Despite little press attention north of the Rio Grande, the simmering tensions around the Mexican election campaign and the Zapatistas "Other Campaign" exploded in the small towns of Texcoco and San Salvador Atenco on the outskirts of the Mexican Capital (or Distrito Federal).
A massive police round up of unlicensed vendors in Texcoco caused a dramatic reaction in Texcoco.
Locals, armed with machetes, detained the police that had been holding the unlicensed vendors, though the captive police were later handed to the Red Cross. A massive police operation to retake the town resulted in 200 arrests, and up to 50 police injuries, according to official statements.
The people of San Salvador Atenco suffered an even greater loss.
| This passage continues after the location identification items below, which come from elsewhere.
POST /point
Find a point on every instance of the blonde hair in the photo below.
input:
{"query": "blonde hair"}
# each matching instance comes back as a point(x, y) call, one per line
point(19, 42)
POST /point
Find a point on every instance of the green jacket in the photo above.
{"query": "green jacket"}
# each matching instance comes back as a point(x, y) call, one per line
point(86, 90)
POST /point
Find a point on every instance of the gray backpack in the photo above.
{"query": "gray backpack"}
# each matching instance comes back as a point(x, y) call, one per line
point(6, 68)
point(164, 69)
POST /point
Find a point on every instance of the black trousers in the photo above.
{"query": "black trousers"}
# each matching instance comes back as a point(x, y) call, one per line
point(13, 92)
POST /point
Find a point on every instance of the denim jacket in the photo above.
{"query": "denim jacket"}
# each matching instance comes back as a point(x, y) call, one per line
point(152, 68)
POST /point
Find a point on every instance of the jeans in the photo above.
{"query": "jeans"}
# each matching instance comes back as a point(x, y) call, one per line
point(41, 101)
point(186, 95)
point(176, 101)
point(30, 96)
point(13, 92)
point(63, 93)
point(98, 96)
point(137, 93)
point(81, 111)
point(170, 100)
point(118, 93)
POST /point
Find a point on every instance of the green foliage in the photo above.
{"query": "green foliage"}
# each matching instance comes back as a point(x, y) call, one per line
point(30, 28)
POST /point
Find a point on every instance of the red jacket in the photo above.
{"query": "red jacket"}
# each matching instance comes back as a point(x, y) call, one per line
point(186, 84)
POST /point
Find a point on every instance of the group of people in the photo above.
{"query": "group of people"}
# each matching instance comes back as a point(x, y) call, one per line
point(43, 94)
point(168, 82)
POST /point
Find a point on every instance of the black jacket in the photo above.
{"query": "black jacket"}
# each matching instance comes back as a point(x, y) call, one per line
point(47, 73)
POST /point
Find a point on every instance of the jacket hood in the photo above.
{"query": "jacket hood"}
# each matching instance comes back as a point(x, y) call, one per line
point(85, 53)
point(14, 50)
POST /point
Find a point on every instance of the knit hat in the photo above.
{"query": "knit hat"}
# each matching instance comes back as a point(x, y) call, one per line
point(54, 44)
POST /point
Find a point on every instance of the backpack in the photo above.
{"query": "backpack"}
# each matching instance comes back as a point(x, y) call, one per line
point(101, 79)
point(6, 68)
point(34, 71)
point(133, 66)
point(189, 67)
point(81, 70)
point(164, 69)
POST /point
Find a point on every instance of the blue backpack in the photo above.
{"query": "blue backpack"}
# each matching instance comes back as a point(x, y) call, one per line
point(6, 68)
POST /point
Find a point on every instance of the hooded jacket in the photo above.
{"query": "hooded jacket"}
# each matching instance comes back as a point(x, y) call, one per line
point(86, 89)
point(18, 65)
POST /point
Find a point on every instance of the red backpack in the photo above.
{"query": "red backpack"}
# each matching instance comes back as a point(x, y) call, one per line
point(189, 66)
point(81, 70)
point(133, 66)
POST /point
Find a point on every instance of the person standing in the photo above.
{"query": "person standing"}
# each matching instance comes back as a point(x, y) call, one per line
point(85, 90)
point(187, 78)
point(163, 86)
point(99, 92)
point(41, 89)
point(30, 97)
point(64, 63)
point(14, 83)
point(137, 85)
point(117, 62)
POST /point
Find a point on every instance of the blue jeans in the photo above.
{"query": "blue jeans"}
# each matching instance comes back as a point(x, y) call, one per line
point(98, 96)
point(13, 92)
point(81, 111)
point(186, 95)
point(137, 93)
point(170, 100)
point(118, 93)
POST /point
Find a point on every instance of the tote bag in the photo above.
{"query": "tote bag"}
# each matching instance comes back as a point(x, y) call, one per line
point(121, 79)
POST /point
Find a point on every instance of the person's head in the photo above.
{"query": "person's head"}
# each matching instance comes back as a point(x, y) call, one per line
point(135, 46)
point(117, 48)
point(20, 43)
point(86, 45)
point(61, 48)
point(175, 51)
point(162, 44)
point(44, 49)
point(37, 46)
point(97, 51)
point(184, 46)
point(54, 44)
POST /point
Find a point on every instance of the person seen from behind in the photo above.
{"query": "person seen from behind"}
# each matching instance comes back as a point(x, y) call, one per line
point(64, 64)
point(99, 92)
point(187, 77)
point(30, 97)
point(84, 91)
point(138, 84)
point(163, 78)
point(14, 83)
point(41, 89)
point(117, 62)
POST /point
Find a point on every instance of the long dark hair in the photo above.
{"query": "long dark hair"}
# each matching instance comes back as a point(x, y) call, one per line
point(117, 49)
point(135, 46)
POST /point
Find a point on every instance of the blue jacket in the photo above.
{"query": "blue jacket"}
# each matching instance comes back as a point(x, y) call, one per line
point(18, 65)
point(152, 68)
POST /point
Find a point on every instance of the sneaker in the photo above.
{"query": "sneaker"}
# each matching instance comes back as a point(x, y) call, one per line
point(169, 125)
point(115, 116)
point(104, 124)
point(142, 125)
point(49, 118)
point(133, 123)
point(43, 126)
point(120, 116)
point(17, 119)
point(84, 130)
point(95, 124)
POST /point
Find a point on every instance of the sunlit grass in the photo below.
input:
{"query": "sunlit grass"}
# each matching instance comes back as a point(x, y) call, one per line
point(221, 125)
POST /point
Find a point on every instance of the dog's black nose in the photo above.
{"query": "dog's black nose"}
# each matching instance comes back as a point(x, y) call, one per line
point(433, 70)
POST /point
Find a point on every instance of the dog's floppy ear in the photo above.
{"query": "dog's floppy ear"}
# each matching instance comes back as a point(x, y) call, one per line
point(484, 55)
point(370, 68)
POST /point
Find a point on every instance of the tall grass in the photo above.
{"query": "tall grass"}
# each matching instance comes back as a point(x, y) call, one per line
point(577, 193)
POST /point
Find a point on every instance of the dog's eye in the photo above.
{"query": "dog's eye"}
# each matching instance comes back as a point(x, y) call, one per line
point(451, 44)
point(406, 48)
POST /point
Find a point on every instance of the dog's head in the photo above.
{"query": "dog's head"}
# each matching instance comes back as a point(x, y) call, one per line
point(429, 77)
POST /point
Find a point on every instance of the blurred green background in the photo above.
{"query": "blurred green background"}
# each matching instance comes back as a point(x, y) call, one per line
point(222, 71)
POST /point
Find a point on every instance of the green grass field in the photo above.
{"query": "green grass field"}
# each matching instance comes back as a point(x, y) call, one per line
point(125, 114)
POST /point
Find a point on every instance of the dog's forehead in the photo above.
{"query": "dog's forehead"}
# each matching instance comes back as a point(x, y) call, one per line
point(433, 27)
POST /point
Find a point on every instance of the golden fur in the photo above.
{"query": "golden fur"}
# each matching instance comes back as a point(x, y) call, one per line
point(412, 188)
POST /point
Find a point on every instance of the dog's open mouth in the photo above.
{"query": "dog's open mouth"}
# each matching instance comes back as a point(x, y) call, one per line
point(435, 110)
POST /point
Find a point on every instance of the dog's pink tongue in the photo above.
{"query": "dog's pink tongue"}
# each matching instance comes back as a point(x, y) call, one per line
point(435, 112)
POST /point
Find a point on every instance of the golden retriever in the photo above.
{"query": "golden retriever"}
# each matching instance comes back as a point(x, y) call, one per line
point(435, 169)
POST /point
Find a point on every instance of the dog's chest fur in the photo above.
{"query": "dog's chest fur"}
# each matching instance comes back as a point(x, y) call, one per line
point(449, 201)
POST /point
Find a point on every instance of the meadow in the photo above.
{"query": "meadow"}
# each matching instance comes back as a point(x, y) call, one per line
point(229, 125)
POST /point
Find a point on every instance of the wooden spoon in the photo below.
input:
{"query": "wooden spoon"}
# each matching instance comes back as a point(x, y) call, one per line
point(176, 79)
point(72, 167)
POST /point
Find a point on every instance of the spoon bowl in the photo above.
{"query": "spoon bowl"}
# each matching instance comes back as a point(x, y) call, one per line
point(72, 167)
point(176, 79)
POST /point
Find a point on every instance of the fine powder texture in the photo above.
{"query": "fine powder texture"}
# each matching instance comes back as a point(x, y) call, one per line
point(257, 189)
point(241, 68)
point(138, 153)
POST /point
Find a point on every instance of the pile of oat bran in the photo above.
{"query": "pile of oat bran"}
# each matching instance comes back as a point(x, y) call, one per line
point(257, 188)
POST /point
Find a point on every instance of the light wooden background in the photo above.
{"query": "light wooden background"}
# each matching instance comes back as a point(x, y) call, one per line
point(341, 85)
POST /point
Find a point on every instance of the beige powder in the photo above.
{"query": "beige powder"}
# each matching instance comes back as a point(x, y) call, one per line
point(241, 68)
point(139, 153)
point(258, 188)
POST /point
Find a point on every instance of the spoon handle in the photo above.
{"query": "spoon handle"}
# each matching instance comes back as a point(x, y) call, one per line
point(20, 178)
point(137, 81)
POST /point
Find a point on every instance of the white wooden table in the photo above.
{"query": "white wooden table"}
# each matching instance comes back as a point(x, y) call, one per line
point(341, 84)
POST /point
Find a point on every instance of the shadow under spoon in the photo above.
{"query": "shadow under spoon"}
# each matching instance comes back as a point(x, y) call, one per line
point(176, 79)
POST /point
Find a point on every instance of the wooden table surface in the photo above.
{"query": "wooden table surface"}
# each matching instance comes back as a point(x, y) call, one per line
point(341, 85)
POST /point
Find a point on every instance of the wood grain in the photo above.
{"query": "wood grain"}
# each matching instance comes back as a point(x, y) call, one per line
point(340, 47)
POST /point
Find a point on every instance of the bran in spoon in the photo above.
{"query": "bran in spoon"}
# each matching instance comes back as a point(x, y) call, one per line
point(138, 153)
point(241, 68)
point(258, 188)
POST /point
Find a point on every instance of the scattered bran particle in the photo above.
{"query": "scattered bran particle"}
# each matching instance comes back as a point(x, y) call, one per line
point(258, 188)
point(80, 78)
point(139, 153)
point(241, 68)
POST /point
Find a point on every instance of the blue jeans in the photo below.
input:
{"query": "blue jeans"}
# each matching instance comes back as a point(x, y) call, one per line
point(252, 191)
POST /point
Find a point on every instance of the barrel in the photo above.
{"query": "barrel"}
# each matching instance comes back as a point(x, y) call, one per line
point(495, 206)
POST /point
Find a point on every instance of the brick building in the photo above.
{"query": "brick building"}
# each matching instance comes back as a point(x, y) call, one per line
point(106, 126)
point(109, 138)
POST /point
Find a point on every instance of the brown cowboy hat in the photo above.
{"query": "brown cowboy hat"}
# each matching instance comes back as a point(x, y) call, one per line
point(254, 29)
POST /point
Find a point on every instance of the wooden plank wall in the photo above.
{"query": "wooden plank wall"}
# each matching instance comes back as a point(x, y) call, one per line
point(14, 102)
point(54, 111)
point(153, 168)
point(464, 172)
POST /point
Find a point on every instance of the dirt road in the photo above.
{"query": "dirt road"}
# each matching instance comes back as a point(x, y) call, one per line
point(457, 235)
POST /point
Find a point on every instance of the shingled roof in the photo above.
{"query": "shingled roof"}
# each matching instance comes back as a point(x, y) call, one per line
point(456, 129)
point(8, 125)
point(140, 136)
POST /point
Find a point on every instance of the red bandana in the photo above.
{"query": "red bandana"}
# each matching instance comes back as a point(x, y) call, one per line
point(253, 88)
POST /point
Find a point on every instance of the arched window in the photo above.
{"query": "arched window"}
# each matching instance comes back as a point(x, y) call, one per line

Javier Cortés Santiago, a 14 year old youth, was killed. According to the BBC, "Television images of police beating bound demonstrators caused a national outcry after the riots." While others are still reported as "disappeared," human rights groups have documented 16 rapes of women in police custody and sexual assaults (including the introduction of foreign objects into the bodies of both men and women).
A Chilean film maker told the BBC "They insulted me, groped me, anything they wanted. Whenn they jailed me that was when I saw the girls with their pants and underwear torn, sobbing." Her full letter is available on NarcoNews here
This seems like an insane escalation overvunlicensed vendors. The obvious question is, Why in San Salvador Atenco?
The populace of the area had already been radicalized and organized in 2002 when the local, state and federal governments wanted to confiscate the farmlands of Atenco in order to build a new airport for Mexico City. During that fight, the people waged a popular campaign of struggle when it became clear that all three levels of government were colluding against them. Their marches, yielding machetes as symbols of their rural labor, were met with police violence. After police detained, beat and arrested marchers, one slipped into a coma and died from lack of treatment in police custody.
Narco News has a two part series on the 2002 confrontations here and here. There is also a video at Salon Chingon.
Furthermore, activists from Atenco had been participating in the Zapatista's "Other Campaign," the attack on the vendors (who are becoming an important yet marginalized part of the new "post-Fordist" economy and have been important in other political organizing such as the Bolivian uprising that swept Evo Morales into power) came as Marcos was arriving in Mexico City.
While the Zapatistas' spokesperson Marcos (or Delegate Zero) is promising to remain in Mexico, D.F. until the detained people of Atenco are freed (even if it keeps him there through the elections). Meanwhile mass media like the BBC are forecasting more election violence based on the Atenco experience.
While perhaps attempting to marginalize the "Other Campaign," the Mexican government may be giving it legitimacy. As the Zapatistas call for all of its supporters to open a campaign of non violent resistance on behalf of the people of Atenco, their actions may be winning them alliances and earning them relevance beyond the indigenous enclaves of rural Chiapas.